Foreign Minister Sheikh Abdullah bin Zayed Al Nahyan © GNP

The United Arab Emirates hit out at Israeli Prime Minister Benjamin Netanyahu on Saturday after the Israeli leader said the Gulf state could be involved in aiding a future government in Gaza after the war.

The prominent and influential Gulf state, is one of few Arab states with official diplomatic ties to Israel, which it has maintained through Israel's more than six-month war in Gaza, although relations appear to have become frayed.

Foreign Minister Sheikh Abdullah bin Zayed Al Nahyan rebuked Netanyahu in an early morning post on X, saying Abu Dhabi denounced the Israeli leader's comments.

"The UAE stresses that the Israeli prime minister does not have any legal capacity to take this step, and the UAE refuses to be drawn into any plan aimed at providing cover for the Israeli presence in the Gaza Strip," he said in an Arabic post.

Sheikh Abdullah said the UAE would be prepared to support a Palestinian government that met the hopes and aspirations of the Palestinian people, which he said included independence.

In an interview that aired this week, Netanyahu said the UAE, Saudi Arabia and other countries could possibly assist a civilian government with Gazans in the enclave after the war.

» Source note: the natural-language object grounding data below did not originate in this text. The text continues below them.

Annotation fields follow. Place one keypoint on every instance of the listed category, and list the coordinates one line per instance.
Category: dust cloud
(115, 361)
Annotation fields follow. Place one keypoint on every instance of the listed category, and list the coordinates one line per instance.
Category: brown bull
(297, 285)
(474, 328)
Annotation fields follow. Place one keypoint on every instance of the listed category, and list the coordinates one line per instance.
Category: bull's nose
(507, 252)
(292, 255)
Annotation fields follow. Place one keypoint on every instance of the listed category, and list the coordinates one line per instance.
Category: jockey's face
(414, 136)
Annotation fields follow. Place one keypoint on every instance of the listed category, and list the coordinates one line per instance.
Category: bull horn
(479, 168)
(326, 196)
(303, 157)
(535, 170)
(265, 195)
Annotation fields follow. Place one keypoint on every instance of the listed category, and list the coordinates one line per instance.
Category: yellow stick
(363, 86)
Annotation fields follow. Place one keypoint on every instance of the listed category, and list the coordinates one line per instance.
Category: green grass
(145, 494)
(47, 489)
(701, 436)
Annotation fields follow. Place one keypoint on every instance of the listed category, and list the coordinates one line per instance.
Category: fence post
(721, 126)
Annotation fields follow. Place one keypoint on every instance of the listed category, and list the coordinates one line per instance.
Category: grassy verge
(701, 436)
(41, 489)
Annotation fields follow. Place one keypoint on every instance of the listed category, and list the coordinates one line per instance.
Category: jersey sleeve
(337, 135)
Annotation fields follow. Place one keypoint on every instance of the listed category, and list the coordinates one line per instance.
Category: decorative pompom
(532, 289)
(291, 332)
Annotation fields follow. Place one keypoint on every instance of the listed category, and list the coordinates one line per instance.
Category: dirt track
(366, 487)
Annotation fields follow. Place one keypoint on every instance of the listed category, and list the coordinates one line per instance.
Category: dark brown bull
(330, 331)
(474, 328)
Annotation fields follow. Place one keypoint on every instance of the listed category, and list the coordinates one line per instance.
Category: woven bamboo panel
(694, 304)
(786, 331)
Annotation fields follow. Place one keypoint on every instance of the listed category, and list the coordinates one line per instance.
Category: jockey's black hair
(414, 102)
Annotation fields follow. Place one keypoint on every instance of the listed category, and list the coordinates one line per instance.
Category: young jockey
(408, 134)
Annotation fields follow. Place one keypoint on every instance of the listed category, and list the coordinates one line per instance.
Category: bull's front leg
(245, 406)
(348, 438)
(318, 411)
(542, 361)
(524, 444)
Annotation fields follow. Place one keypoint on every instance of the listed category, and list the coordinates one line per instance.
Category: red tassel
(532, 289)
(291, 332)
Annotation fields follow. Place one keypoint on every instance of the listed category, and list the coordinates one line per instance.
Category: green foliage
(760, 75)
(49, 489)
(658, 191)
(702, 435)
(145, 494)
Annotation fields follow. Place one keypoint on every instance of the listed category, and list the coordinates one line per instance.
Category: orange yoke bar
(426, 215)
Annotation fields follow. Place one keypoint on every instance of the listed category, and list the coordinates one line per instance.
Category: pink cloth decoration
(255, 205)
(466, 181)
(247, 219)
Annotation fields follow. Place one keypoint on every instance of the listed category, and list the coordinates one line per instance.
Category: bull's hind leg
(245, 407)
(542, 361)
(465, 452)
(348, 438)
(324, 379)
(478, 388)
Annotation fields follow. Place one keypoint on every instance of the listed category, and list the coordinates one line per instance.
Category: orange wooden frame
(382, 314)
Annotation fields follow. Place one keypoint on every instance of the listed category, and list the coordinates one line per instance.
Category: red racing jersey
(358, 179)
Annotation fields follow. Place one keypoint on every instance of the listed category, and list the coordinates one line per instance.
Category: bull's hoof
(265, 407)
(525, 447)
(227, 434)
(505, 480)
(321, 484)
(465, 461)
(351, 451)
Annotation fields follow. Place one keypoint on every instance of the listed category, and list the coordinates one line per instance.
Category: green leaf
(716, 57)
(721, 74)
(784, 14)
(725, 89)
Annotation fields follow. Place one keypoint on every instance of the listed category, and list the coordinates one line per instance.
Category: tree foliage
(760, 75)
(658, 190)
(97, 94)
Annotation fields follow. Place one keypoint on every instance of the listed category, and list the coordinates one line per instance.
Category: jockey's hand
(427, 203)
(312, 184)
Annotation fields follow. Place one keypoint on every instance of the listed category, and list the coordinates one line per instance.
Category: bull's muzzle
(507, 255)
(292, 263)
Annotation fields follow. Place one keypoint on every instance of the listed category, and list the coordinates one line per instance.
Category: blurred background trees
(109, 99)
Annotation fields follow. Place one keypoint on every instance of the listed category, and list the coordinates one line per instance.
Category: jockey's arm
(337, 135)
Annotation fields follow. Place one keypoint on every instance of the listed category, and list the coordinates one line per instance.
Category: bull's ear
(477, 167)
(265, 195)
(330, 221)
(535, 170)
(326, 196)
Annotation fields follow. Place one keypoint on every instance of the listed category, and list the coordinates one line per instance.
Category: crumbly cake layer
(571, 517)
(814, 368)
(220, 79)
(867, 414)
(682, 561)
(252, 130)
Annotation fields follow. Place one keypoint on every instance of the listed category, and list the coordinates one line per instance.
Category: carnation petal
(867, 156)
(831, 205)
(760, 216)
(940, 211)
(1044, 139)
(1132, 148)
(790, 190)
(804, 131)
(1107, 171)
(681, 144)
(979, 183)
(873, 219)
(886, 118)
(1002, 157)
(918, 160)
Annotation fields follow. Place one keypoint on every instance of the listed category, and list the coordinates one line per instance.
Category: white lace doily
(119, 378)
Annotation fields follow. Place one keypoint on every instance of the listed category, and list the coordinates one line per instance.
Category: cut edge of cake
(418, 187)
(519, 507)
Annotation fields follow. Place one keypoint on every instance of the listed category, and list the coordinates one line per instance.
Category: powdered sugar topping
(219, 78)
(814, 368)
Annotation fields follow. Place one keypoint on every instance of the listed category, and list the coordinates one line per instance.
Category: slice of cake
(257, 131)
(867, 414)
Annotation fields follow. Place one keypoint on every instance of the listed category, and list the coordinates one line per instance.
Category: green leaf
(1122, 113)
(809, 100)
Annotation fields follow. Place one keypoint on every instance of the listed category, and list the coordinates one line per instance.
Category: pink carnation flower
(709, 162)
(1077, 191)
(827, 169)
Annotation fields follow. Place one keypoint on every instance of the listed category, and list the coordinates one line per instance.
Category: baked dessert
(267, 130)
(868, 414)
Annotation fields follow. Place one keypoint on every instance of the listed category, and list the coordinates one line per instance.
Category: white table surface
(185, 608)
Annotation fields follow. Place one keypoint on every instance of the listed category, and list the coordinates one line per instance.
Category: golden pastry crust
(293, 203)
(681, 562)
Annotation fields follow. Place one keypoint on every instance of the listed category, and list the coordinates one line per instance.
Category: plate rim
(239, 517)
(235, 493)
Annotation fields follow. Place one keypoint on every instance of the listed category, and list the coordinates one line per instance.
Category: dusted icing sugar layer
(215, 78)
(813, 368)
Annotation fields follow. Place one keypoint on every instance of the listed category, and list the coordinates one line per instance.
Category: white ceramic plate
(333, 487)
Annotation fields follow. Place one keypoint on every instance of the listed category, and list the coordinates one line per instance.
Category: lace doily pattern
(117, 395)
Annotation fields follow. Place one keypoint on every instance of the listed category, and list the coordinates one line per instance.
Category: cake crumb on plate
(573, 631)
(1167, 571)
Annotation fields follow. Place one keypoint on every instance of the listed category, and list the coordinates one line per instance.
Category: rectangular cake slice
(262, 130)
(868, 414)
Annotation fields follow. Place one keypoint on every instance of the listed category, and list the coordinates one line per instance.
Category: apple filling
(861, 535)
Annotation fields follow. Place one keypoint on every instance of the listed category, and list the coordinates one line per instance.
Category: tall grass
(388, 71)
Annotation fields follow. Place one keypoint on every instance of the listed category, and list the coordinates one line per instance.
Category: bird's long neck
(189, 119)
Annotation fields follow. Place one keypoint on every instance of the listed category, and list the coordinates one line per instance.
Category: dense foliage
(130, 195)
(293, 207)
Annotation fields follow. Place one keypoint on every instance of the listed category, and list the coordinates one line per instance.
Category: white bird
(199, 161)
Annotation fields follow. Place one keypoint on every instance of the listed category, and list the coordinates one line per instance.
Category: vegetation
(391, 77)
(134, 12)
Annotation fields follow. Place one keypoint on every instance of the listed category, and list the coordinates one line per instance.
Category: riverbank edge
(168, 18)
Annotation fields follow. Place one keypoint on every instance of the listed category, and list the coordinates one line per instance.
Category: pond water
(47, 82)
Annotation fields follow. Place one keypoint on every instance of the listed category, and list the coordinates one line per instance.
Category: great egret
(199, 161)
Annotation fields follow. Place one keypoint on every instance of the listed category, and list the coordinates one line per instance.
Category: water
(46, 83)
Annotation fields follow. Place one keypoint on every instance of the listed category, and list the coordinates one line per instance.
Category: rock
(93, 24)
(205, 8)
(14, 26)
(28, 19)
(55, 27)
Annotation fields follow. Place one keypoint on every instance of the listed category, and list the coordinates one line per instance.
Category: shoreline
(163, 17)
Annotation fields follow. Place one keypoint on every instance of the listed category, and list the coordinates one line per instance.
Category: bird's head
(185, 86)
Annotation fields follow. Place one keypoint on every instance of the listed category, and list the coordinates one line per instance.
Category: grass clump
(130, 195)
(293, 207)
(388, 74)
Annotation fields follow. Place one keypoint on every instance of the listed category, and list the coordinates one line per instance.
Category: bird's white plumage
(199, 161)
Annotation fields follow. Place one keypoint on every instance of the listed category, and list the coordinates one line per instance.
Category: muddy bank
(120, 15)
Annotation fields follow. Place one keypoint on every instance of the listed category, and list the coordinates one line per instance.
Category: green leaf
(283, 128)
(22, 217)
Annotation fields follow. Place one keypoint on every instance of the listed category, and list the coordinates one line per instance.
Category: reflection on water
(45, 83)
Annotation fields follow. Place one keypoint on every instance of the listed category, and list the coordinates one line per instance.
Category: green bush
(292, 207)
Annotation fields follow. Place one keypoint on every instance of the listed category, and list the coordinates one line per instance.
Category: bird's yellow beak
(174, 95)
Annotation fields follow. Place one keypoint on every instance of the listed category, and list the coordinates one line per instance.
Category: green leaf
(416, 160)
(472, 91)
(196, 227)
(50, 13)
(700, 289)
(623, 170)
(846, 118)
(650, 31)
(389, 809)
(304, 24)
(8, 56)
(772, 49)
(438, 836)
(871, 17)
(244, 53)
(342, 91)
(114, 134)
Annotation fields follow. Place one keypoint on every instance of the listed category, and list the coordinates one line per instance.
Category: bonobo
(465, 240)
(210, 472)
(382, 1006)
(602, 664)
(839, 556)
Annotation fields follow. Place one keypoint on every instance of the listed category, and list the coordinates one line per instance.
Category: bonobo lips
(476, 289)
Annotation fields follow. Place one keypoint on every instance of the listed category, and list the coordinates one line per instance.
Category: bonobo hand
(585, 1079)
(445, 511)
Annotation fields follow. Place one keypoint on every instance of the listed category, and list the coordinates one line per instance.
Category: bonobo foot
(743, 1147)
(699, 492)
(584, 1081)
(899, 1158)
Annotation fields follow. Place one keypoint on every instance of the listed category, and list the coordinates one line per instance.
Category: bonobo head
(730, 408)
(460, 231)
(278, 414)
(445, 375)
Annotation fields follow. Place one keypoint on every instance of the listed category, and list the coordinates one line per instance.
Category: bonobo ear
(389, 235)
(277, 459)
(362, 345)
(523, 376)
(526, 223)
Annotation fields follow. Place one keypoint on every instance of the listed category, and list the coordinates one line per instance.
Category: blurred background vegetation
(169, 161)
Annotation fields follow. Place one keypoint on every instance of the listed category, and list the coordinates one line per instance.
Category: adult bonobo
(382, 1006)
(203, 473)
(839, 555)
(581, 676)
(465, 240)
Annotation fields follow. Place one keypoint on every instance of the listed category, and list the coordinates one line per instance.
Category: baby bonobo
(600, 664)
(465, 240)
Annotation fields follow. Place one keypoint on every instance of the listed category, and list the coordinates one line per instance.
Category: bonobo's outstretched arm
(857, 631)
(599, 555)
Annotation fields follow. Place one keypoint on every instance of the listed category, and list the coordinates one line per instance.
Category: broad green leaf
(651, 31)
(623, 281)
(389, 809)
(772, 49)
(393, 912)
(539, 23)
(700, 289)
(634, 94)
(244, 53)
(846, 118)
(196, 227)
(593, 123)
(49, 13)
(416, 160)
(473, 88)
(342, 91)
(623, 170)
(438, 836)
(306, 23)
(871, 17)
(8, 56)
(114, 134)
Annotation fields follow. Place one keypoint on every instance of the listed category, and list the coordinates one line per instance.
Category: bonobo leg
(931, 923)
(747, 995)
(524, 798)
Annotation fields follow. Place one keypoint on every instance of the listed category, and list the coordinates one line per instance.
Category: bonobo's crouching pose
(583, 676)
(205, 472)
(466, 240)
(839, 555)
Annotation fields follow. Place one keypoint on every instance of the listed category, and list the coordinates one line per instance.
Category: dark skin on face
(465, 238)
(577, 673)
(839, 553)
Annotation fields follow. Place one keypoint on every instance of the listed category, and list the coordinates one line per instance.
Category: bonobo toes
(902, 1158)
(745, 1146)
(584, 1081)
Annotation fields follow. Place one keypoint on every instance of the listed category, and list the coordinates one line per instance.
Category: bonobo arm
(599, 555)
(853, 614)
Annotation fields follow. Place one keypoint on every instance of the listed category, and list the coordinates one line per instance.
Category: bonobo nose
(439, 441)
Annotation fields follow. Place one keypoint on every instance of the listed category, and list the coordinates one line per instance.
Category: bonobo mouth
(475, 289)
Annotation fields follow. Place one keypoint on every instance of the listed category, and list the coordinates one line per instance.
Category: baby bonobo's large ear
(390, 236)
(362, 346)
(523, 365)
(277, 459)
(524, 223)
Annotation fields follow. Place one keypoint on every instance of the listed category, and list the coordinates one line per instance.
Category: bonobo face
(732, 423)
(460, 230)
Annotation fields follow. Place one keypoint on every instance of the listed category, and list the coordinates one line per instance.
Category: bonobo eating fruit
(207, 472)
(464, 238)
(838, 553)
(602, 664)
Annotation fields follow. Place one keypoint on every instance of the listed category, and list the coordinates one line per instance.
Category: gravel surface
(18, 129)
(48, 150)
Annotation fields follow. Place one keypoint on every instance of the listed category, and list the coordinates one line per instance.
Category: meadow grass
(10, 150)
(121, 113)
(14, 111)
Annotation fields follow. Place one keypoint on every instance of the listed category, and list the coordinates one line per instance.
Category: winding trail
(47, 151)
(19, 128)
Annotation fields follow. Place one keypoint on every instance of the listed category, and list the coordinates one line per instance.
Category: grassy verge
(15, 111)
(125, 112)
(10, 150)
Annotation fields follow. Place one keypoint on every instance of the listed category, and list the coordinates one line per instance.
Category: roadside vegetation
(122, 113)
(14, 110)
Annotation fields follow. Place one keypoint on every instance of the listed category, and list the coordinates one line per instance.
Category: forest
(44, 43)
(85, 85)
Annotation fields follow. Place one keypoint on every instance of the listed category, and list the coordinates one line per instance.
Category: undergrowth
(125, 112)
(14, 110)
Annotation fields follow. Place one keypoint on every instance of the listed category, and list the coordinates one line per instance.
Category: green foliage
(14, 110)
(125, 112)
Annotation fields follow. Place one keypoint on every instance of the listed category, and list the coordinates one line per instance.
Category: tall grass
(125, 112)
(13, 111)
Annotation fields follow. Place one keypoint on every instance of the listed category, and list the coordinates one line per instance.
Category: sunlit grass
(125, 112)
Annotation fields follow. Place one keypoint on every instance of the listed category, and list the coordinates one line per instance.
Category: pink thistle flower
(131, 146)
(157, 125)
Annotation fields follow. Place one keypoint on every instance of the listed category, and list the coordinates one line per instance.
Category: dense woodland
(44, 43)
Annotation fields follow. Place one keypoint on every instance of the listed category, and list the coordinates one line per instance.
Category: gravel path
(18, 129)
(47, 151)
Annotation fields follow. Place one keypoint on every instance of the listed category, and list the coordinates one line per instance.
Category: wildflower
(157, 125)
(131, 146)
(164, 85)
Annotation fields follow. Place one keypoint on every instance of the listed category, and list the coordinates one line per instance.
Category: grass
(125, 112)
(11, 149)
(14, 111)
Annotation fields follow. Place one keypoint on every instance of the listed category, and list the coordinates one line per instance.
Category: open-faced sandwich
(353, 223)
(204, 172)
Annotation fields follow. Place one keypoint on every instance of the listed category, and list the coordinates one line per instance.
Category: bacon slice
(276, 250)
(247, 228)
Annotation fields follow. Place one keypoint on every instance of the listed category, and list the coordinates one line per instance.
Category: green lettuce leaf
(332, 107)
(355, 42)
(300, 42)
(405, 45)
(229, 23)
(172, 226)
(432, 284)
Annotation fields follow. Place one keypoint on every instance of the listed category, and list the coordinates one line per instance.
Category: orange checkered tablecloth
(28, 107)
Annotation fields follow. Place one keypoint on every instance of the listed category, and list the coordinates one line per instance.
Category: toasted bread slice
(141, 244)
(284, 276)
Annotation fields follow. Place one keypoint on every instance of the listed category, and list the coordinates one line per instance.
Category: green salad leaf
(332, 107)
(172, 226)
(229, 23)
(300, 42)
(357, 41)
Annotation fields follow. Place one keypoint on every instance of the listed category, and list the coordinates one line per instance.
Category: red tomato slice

Prominent members of Netanyahu's cabinet reject the idea of an independent Palestinian state and Netanyahu has said Israel would need to maintain security control of Gaza after the war.

Palestinians hope to establish an independent state in the occupied West Bank and Gaza, an aspiration the UAE supports.

However, sources have said that Abu Dhabi's relationship with Netanyahu has fractured over the military campaign, with Emirati officials now rarely speaking with him.

The UAE has frequently criticised Israel over the war and the high civilian death toll, though it has asserted that diplomatic ties have allowed it to get aid into the Gaza Strip.